Num trabalho artístico não há verdadeiramente variações temáticas. Tanto os assuntos como as suas problematizações são inabaláveis. Até porque, uma vez removidos, verificamos que com eles saiu também o autor. Há, isso sim, momentos de ruptura no percurso artístico e esses reconhecem-se pelos novos modos como se inscrevem agora as forças que o fazem mover-se. No desenho este procedimento assume uma dimensão literal, directa. É precisamente neste sentido que a nova série de desenhos de Isabel Baraona introduz uma fractura face à obra que a antecede. Num registo mais evidente ela assenta na alteração da escala dos suportes: são agora maiores, as folhas de papel. Contudo, a dimensão é, destes desenhos, convocada apenas para admitir outro tipo, mais complexo, de problematização: o espaço que organiza o próprio desenho.
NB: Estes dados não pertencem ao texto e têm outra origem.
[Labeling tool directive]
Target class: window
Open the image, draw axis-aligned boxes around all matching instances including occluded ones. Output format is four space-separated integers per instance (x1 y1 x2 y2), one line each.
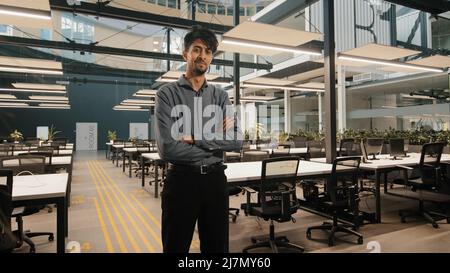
0 25 12 36
227 6 233 15
197 3 206 13
246 7 255 16
158 0 167 7
208 4 217 14
217 6 225 15
167 0 177 9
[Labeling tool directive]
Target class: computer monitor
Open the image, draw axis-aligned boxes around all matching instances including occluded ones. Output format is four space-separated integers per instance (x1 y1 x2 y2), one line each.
366 138 384 160
389 138 406 160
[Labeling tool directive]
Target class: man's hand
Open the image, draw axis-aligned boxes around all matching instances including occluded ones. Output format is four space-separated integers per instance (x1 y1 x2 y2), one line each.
180 135 194 145
223 117 234 132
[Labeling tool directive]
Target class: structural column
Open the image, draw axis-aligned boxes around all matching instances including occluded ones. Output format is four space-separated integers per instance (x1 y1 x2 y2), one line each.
284 90 291 134
337 65 347 132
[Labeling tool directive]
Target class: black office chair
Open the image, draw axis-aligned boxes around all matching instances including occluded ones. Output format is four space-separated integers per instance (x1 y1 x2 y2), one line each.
306 156 363 246
390 142 450 228
338 138 356 156
243 157 304 253
0 155 54 253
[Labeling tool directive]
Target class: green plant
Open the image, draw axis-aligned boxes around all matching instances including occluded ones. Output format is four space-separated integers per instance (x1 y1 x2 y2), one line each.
9 129 23 141
108 130 117 140
48 124 61 140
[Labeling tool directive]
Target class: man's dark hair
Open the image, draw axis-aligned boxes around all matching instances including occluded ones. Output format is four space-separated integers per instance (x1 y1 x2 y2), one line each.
184 25 219 53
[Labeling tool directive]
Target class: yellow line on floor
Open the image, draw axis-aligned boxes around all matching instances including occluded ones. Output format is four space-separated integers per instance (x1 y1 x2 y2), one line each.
91 162 141 253
96 162 162 248
94 197 114 253
93 161 155 252
86 161 128 253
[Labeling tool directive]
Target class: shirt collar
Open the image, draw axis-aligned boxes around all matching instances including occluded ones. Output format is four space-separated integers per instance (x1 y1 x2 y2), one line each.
177 74 209 90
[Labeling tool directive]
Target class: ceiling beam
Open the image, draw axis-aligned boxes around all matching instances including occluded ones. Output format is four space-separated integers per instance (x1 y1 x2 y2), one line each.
50 0 233 34
0 35 272 70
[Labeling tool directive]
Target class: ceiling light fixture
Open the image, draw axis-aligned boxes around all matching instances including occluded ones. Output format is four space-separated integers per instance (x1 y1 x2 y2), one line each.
222 36 322 56
337 53 444 73
0 5 52 20
241 82 325 92
0 88 66 94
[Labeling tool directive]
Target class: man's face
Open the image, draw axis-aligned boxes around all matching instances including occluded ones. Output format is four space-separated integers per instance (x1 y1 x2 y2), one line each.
183 39 213 76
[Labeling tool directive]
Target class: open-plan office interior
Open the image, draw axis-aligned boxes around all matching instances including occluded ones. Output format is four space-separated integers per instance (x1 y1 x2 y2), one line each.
0 0 450 253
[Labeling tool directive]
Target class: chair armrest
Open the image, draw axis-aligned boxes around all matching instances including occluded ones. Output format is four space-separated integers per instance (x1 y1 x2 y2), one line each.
11 207 25 217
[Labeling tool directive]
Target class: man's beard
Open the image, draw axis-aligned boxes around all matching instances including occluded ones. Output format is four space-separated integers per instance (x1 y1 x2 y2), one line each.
192 59 208 76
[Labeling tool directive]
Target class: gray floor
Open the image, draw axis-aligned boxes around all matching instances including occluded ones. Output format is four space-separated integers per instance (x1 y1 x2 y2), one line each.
12 151 450 253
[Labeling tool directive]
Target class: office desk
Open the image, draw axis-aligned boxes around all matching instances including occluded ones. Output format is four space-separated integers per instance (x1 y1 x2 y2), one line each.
12 173 69 253
225 160 353 186
311 153 450 223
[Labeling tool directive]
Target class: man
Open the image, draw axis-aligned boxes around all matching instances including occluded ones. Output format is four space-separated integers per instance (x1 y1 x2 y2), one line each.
155 27 242 253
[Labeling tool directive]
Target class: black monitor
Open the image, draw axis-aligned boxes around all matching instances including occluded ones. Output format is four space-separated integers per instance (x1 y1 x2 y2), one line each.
389 138 406 159
366 138 384 160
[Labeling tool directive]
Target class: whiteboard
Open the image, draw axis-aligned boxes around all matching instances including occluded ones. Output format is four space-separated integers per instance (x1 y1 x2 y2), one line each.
36 126 48 140
76 122 97 151
130 123 148 139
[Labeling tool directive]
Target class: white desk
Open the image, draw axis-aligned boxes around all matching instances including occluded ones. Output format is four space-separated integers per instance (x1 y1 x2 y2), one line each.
311 153 450 223
12 173 69 253
225 160 352 186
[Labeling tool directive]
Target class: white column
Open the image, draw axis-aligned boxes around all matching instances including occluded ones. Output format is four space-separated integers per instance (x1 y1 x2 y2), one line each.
284 90 291 133
317 92 323 132
337 65 347 132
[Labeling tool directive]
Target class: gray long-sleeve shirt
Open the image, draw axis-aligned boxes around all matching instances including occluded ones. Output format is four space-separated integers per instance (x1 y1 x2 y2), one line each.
155 76 242 165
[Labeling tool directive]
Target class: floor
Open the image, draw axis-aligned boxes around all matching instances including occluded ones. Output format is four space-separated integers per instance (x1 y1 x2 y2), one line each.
11 151 450 253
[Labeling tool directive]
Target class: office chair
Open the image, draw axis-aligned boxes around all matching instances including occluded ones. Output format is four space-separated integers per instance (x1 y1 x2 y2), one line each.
306 156 363 246
395 142 450 228
306 141 325 158
243 157 304 253
0 155 54 253
338 138 356 156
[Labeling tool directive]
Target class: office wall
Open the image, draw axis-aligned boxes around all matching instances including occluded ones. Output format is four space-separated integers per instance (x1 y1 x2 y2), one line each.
0 75 154 150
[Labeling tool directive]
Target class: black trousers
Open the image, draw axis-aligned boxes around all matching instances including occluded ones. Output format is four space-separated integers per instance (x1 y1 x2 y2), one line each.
161 167 229 253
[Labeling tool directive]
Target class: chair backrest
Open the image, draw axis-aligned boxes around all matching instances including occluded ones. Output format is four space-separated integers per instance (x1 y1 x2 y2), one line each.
306 141 325 158
339 138 356 156
326 156 361 206
0 170 17 252
242 150 270 162
259 156 300 222
0 155 45 175
292 136 308 148
419 142 446 184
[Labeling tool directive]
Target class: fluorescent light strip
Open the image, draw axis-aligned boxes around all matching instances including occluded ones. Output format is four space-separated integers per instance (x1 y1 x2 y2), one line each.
0 88 66 94
222 36 322 56
338 54 444 73
28 95 69 101
0 5 52 20
250 0 286 22
0 98 68 104
0 105 70 110
241 82 325 92
12 82 66 91
0 65 63 75
0 94 17 100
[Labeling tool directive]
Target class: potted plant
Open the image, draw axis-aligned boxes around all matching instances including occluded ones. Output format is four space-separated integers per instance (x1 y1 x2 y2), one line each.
108 130 117 143
9 129 23 143
48 124 61 142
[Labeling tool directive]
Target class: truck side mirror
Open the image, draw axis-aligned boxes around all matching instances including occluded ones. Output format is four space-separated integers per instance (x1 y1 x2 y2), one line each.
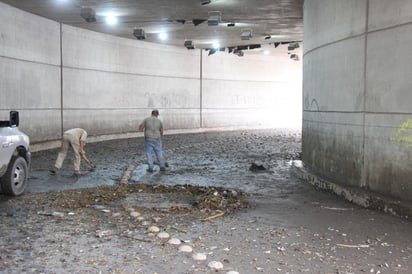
10 110 19 127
Estes desenhos são assumidamente complicados. Eles exploram não tanto a escala do suporte, mas a natureza do espaço que contém as inscrições — que produzem o desenho. Ou, mais exactamente, as suas naturezas, pois o espaço destes desenhos é fragmentado e cada desenho é um ensaio na exploração de uma pluralidade espacial. A estranheza e o rigor da proposta reside no facto de a artista estar consciente dos riscos desta operação. A co-habitação improvável desses espaços, de naturezas tão distintas, é o lugar central da sua proposta, a sua dificuldade e o seu interesse. Cada desenho assume diversos estratos, aparentemente autónomos, de construção. E estes implicam, por sua vez, lógicas distintas de percepção espacial. São processos muito díspares: há planos construídos por varrimento, confinamentos cartográficos, contaminações, reforços do enquadramento da imagem e, muito particularmente, tentativas de evasão da própria contenção espacial. Há gestos largos concebidos para abarcar a totalidade do espaço disponível (e daquele que não está disponível, no exterior da folha) e outros, discretos, ao serviço de pequenas unidades de leitura. Há o plano aforístico e poético das palavras e há, pontualmente, inusitadas disrupções produzidas por eixos transversais aos planos da superfície: os retratos-espelho. E há ainda, ao nível do funcionamento da cor, uma hesitação entre diagrama e pintura. A simultaneidade destes espaços e o modo como as imagens neles se manifestam é, pode dizer-se, o assunto destes desenhos.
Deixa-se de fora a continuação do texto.